Il y aurait eu au moins 65 000 morts dans la bande de Gaza causées directement par la guerre.
Gaza n’est plus une ville, mais un paysage de ruines. Quinze mois de guerre ont réduit en poussière 60 000 logements, contaminé 97 % des réserves d’eau et anéanti 40 % des terres agricoles, d’après l’UNRWA, l’agence des Nations Unies pour les réfugiés de Palestine. Derrière ces chiffres se cache une stratégie systémique : l’urbicide, arme absolue d’un colonialisme qui détruit pour mieux régner. La notion d’urbicide (meurtre d’une ville) est utile pour comprendre la situation : il s’agit d’une destruction ciblée de l’environnement urbain et rural pour briser les liens sociaux, économiques et culturels. C’est l’un des éléments qui peuvent caractériser une pratique génocidaire, en forçant un peuple au départ, en l’empêchant d’habiter, et qui a été discuté cette année devant les instances judiciaires internationales.
L’arrivée au pouvoir du dealmaker Trump, comme il aime à se présenter, qui a semble-t-il joué un rôle positif dans le cessez-le-feu, est malheureusement aussi celle du promoteur Trump. Dans une logique de prédation, il propose désormais de « nettoyer Gaza », d’en expulser les Palestiniens et de transformer l’enclave en « Riviera du Moyen-Orient ». Un projet qui, selon l’ONU, s’apparente à un « nettoyage ethnique », contraire au droit international.

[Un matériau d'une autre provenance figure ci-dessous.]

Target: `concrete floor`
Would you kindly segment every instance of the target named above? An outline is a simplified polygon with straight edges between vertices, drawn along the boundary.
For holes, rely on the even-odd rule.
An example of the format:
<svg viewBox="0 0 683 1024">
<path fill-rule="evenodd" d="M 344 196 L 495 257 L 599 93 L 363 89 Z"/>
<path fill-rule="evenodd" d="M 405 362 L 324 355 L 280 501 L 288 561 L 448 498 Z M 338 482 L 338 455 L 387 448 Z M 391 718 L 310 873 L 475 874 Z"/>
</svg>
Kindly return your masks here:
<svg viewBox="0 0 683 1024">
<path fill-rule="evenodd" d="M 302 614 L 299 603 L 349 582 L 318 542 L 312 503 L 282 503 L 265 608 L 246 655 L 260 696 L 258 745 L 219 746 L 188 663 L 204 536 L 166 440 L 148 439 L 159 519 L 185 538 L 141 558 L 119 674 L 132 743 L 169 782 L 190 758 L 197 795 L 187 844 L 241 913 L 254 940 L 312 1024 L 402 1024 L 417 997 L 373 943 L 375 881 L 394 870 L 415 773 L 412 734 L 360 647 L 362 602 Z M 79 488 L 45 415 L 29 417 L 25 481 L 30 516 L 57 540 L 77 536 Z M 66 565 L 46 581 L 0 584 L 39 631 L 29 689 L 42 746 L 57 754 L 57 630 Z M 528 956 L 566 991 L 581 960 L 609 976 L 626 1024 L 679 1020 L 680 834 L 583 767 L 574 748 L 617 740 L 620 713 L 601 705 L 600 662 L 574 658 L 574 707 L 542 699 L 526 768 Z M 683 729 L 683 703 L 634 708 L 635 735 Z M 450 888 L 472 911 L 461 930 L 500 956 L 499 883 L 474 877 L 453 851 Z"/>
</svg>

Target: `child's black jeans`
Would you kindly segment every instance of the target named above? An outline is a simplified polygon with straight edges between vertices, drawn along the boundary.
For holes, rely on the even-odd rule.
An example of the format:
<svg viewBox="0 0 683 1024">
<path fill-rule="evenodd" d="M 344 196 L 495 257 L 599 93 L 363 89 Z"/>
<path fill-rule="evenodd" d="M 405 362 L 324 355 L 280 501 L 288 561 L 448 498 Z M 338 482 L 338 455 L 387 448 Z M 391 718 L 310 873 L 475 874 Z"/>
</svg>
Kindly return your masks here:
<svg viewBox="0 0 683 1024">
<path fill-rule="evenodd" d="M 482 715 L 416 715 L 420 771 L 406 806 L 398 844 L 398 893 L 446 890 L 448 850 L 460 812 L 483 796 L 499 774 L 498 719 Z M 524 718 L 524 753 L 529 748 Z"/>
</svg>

En réaction, le ministre israélien de la défense a d’ores et déjà annoncé la mise en place d’un plan pour des “départs volontaires” de la bande de Gaza. Mais ce dont il est question, même à demi-mot, dans les déclarations de Trump, c’est plutôt d’une déportation forcée systématique.
Ce qu’il voit, en promoteur immobilier, dans les décombres de Gaza, c’est une opportunité de profit – preuve que le capitalisme prospère sur les cendres des peuples opprimés.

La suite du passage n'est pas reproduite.